C’était un alignement de berlines luxueuses et de SUV rutilants qui n’avait rien à envier à un salon automobile. Pourtant, ce mercredi 18 février 2026, dans la cour du ministère de la Sécurité à Lomé, ces douze véhicules de haute gamme n’étaient pas là pour le prestige, mais pour écrire la fin d’une belle histoire de traque internationale.

Venus tout droit des routes américaines avant d’être déclarés volés, ces bolides avaient cru pouvoir disparaître dans la nature. C’était sans compter sur la vigilance des forces de l’ordre togolaises qui ont mis la main sur eux, mettant ainsi un frein à leur cavale africaine.

Le cadre était solennel, mais l’ambiance, teintée d’une certaine fierté. Le Lieutenant-Colonel ADIKPIYI Kpatcha, représentant le ministre de la sécurité, a symboliquement remis les clés de ces joyaux à M. NWADIASHI Justin Isioma, le représentant régional du célèbre Federal Bureau of Investigation (FBI). Ce geste, simple en apparence, est en réalité le point d’orgue d’un travail d’enquête minutieux et d’une collaboration sans faille entre Lomé et Washington.
Au-delà de la simple remise, cette cérémonie envoie un message clair : le Togo ne badine pas avec le crime organisé.
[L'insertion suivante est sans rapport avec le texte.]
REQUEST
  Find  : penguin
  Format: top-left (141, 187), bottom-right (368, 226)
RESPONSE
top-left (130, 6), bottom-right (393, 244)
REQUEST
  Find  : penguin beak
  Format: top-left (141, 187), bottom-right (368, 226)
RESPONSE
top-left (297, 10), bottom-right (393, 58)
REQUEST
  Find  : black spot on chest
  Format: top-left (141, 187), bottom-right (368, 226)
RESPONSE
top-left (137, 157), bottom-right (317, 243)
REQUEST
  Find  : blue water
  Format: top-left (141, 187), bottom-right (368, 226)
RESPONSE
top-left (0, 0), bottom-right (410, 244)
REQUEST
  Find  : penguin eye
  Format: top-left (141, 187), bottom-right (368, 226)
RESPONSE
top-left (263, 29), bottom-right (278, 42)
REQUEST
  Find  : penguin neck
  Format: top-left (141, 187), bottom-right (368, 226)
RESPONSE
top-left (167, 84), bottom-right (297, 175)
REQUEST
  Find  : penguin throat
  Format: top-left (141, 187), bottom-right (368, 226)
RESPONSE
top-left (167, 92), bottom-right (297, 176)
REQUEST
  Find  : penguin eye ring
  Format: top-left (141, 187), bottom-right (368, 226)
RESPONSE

En permettant à ces véhicules de retrouver leur propriétaire légal, le pays prouve qu’il est un maillon solide de la chaîne de coopération internationale aux côtés d’Interpol.
Car l’enjeu est de taille. Le Gouvernement togolais l’a bien compris : avec son hub logistique en pleine expansion, le port de Lomé est une porte d’entrée stratégique sur l’Afrique de l’Ouest. Une porte qu’il entend garder grande ouverte aux affaires, mais fermée aux trafics.